The mayor added, “Of course I have concerns about this.”
“I think the introduction of the virus from outside has been one of the biggest and toughest X factors of this whole crisis and something we worry about very much going forward,” de Blasio said, noting that he plans to “analyze” the rule change with the city’s health team.
Dr. Jay Varma, de Blasio’s senior adviser for public health, added that “tremendous progress” has been made in the fight against COVID-19, but said “we’re still at a very tenuous point,” noting that more infectious strains of the virus now make up more than half of cases in the Big Apple.
“We do feel really strongly that it’s important for us to be as cautious as we possibly can and we know that one of the ways to help reduce infections is to limit the amount of travel that’s going in and out of the city,” Varma said.
“And also when people do travel to take extra precautions like being tested before and being tested after and we think that that really … is an important measure to keep in place until we get to a place where a far greater percentage of our population is vaccinated,” he said.
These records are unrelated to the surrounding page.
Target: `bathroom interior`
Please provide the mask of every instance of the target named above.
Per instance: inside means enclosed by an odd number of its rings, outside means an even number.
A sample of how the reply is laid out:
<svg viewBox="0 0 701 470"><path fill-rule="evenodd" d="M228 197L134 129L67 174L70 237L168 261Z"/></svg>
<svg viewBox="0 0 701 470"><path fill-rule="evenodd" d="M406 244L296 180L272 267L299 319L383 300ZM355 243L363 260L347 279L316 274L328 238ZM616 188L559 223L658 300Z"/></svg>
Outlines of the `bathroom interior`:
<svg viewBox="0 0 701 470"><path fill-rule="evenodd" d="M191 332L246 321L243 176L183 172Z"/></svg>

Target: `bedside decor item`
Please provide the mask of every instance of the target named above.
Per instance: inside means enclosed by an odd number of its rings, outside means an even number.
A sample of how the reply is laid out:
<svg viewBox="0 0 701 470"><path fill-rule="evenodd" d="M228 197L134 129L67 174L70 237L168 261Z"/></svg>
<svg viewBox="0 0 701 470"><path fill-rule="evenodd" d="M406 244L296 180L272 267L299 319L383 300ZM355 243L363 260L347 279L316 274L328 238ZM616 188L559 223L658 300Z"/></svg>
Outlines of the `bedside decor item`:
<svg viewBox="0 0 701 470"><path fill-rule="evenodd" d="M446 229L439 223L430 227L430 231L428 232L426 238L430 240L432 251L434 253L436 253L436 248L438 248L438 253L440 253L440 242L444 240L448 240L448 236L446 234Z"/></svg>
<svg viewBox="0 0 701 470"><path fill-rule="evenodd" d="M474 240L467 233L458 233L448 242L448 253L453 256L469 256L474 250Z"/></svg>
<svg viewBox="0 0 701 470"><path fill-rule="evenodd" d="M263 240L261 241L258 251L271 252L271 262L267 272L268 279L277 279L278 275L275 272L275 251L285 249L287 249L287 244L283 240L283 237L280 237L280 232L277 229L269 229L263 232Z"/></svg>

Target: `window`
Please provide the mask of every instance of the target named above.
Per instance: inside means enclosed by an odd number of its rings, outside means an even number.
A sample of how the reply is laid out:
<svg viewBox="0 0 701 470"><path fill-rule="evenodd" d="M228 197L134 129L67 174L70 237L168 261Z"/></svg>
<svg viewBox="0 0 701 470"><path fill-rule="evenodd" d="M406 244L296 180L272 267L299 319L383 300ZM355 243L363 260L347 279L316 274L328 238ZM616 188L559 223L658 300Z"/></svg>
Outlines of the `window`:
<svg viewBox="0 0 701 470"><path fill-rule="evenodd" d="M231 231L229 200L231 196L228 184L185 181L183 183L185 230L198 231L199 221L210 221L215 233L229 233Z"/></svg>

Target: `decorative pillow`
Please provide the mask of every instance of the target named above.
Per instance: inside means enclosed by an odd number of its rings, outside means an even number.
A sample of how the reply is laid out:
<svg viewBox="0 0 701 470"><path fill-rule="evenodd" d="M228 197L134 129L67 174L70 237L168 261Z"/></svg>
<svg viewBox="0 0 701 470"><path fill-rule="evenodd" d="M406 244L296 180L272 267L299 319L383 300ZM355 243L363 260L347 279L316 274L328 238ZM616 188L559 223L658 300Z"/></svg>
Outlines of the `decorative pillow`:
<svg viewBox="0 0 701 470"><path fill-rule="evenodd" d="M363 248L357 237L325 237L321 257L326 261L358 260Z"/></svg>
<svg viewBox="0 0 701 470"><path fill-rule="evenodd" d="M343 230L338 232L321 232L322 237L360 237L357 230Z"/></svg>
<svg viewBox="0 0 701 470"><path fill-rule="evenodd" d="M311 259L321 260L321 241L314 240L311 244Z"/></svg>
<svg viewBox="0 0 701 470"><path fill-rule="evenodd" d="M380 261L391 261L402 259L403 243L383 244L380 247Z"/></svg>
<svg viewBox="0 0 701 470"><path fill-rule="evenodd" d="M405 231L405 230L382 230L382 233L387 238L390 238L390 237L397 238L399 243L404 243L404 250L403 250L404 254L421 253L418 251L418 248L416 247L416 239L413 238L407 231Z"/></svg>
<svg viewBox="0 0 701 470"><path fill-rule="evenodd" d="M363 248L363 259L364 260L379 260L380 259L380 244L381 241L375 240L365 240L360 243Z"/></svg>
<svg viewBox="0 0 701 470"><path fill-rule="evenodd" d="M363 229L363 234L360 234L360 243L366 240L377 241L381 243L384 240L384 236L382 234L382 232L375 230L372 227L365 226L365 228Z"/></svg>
Mitchell Katz, the president and CEO of NYC Health + Hospitals, also chimed in, saying, “Having people going without any quarantine is worrisome to me.”
Regardless of quarantine status, the state says all individuals exposed to COVID-19 and returning to New York from travel must monitor themselves daily for symptoms for 14 days and immediately self-isolate if any symptoms develop, as well as contact the local public health authority or their healthcare provider to report it.